The Michigan State Board of Canvassers is set to meet Monday afternoon to vote on certifying the Nov. 3, 2020 General Election results.
With all 83 Michigan counties having already voted to certify their results, the Board of State Canvassers is scheduled to meet to canvass the November general election at 1 p.m. Monday. The board is expected to vote on certifying the results during this meeting.
However, according to a CNN report, the vote will not be unanimous as one of the Republican members of the board plans not to vote in favor of certifying the election.
“Republican Michigan Rep. Paul Mitchell said that he spoke days ago with Norman Shinkle, one of two Republican members on the canvassing board, and Shinkle indicated he would vote against certifying the election results until an investigation is completed even though there is no evidence of fraud or malfeasance that would necessitate such a move.
It is unclear how Aaron Van Langevelde, the other Republican board member, will cast his vote. Two Michigan Republican sources seeking to calm the tense situation bubbling in the state ahead of the meeting indicated to CNN on Monday they believe certification will happen Monday.”
The vote to certify Michigan’s election results comes nearly three weeks since Election Day.
Despite Joe Biden’s lead over President Donald Trump by more than 150,000 votes, House Speaker Lee Chatfield spoke of the believed dangers that could follow a split decision on the Michigan Board of State Canvassers.
“If they didn’t have an order that it be certified, well now we have a constitutional crisis in the state of Michigan,” Chatfield said. “It’s never occurred before.”
This isn’t true. It has happened before and there are court documents to prove it.
“In 2005 the Board of Canvassers deadlocked on certifying a ballot proposal’s petitions. The Court affirmed that the Board’s duties are ministerial and it must certify. It did,” Michigan Sen. Jeremy Moss tweeted Sunday. “GOP leaders know this, instead choosing to sow doubt.”
Michigan Secretary of State Jocelyn Benson was on CNN Sunday, where she insisted the certification will happen because of the law.

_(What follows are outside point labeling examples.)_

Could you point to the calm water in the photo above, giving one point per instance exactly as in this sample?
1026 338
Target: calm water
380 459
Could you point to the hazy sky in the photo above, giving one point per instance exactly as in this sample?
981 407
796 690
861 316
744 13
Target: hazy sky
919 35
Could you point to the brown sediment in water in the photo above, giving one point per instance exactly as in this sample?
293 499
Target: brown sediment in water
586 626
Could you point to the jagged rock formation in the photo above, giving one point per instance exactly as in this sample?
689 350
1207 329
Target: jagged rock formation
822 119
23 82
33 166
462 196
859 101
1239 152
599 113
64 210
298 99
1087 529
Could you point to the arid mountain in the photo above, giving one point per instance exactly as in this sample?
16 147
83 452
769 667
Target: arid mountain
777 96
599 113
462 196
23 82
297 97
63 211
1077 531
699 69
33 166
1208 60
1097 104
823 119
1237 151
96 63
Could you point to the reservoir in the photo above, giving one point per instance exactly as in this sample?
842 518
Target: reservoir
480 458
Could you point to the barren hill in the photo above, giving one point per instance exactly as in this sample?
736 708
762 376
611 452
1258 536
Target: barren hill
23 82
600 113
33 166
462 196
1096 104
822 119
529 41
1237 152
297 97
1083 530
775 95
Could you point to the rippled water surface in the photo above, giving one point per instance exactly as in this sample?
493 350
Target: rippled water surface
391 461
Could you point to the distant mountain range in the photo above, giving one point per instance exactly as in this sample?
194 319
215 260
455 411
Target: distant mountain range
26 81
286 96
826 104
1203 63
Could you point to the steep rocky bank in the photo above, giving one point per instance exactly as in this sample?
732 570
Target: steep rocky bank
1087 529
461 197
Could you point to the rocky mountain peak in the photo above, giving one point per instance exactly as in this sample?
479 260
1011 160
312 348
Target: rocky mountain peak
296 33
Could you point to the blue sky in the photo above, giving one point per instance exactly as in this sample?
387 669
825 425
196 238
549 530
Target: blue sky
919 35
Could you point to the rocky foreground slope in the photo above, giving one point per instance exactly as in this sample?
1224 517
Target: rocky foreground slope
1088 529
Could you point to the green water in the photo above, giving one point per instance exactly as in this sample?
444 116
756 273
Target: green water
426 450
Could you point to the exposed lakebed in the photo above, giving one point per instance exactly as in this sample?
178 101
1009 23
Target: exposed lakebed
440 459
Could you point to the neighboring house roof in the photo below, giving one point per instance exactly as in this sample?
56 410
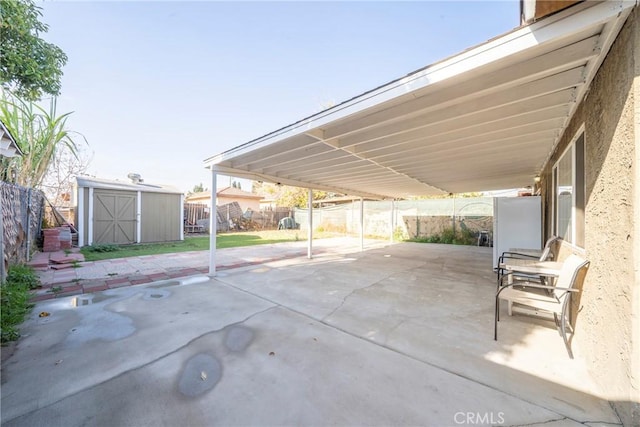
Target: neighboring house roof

“I think it’s ill-advised to use words like constitutional crisis,” Benson said. “There’s a court in place that can then enforce the law and there’s again lots of other protocols in place in multiple ways to continue to ensure that the very clear will of the voters -- not just in the presidential race but several other races -- is affirmed in the certification process.”
“There’s no legal path to stop certification. If Board members refuse, it goes straight to the court and they will be ordered to certify,” Michigan Sen. Rosemary Bayer tweeted Sunday. “The only way Republicans could accomplish their goal is if there is a new law passed giving the MI Legislature the power to choose electors.”
Bayer called the tactic a “Desperate stall.”
President-elect Joe Biden is set to be sworn-in in less than 60 days.
The United States Presidential Inauguration takes place Jan. 20.